El Nido, Palawan, Philippines
Palawan, an archipelago of around 1,780 islands that's named after its largest island, is one of the most remote provinces in the Philippines. Known as the country’s “last ecological frontier” due to the astounding diversity of coastal and marine ecosystems, the entire province is protected as a UNESCO Biosphere Reserve. At the northern tip of the island of Palawan sits El Nido, gateway town to the El Nido-Taytay Managed Resource Protected Area, which spans about 350 square miles of land and sea. In El Nido, vertical limestone cliffs rise over the palm-lined shores of turquoise Bacuit Bay. Just offshore, mystical karst towers jut out of the crystal-clear water. For divers, snorkelers, and anyone looking to get away from it all, El Nido is the launching pad for island hopping in the enchanting Bacuit Archipelago. Hire a guide or join a tour and explore this tropical playground filled with secluded sugar-white beaches, secret sea caves, hidden lagoons, and coral reefs teeming with marine life.

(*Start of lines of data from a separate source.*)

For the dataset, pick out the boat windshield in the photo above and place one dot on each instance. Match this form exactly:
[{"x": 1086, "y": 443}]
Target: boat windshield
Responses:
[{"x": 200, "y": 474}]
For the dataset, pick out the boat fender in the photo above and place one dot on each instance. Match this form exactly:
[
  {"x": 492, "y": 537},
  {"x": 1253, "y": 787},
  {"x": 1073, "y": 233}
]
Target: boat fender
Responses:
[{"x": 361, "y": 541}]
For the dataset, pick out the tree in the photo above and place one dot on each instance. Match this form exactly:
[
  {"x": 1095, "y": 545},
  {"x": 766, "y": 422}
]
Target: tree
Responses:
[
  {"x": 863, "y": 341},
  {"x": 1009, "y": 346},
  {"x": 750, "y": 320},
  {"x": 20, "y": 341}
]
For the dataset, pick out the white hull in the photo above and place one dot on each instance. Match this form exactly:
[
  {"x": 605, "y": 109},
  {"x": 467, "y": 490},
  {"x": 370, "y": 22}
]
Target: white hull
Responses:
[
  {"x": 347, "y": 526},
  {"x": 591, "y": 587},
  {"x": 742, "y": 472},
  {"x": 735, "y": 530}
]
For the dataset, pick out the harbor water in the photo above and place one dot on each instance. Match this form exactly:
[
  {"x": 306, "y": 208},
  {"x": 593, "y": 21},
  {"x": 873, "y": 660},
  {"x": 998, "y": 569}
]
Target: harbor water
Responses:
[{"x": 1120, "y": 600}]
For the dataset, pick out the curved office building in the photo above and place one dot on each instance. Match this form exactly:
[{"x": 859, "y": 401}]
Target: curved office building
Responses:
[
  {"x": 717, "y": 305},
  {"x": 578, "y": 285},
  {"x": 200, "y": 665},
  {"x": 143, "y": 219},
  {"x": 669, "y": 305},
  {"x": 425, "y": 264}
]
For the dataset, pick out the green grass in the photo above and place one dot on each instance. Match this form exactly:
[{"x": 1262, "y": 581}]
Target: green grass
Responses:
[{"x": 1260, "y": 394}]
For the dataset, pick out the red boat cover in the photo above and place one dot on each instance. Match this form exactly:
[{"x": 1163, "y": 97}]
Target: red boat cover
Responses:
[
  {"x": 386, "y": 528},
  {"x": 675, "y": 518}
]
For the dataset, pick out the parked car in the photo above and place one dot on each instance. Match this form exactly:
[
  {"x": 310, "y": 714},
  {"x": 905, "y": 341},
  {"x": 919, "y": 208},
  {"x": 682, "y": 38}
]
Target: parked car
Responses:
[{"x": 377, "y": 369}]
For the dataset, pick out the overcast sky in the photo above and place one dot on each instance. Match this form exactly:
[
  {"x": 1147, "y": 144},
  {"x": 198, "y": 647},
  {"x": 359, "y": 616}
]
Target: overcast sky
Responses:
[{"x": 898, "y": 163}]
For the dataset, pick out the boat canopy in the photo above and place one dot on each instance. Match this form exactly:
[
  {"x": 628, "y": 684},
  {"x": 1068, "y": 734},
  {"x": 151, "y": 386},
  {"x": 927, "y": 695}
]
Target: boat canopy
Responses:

When to Go: March to June is the sunny and dry summer season.
How to Get Around: Island Transvoyager, Inc. (ITI) offers daily flights from Manila to El Nido. Arrange island-hopping tours through your resort or directly with local outfitters like Caera Travel & Tours and El Nido Boutique and Artcafé.
Where to Stay: Posh Pangulasian Island combines a Shangri-La setting with upscale amenities like gourmet dinners on the beach; an onsite gym, spa, and library; and luxurious accommodations in 42 private villas. Opened in 2012, the tropical hideaway is the newest and most exclusive property from northern Palawan sustainable tourism leader El Nido Resorts. For the best water views, choose one of the six pool villas with private deck pools overlooking Bacuit Bay.
Where to Eat: Local, organic produce; fresh seafood (such as steamed crabs, grilled squid, banana-leaf-wrapped jackfish); and traditional Filipino fare like menu items Beef Steak Tagalog and Pineapple Pork Chop Barbecue at Pangulasian Island’s Amianan restaurant. The menu changes seasonally based on what’s fresh, and most of the greens and some of the fruit are grown in El Nido Resorts’ local greenhouse farms.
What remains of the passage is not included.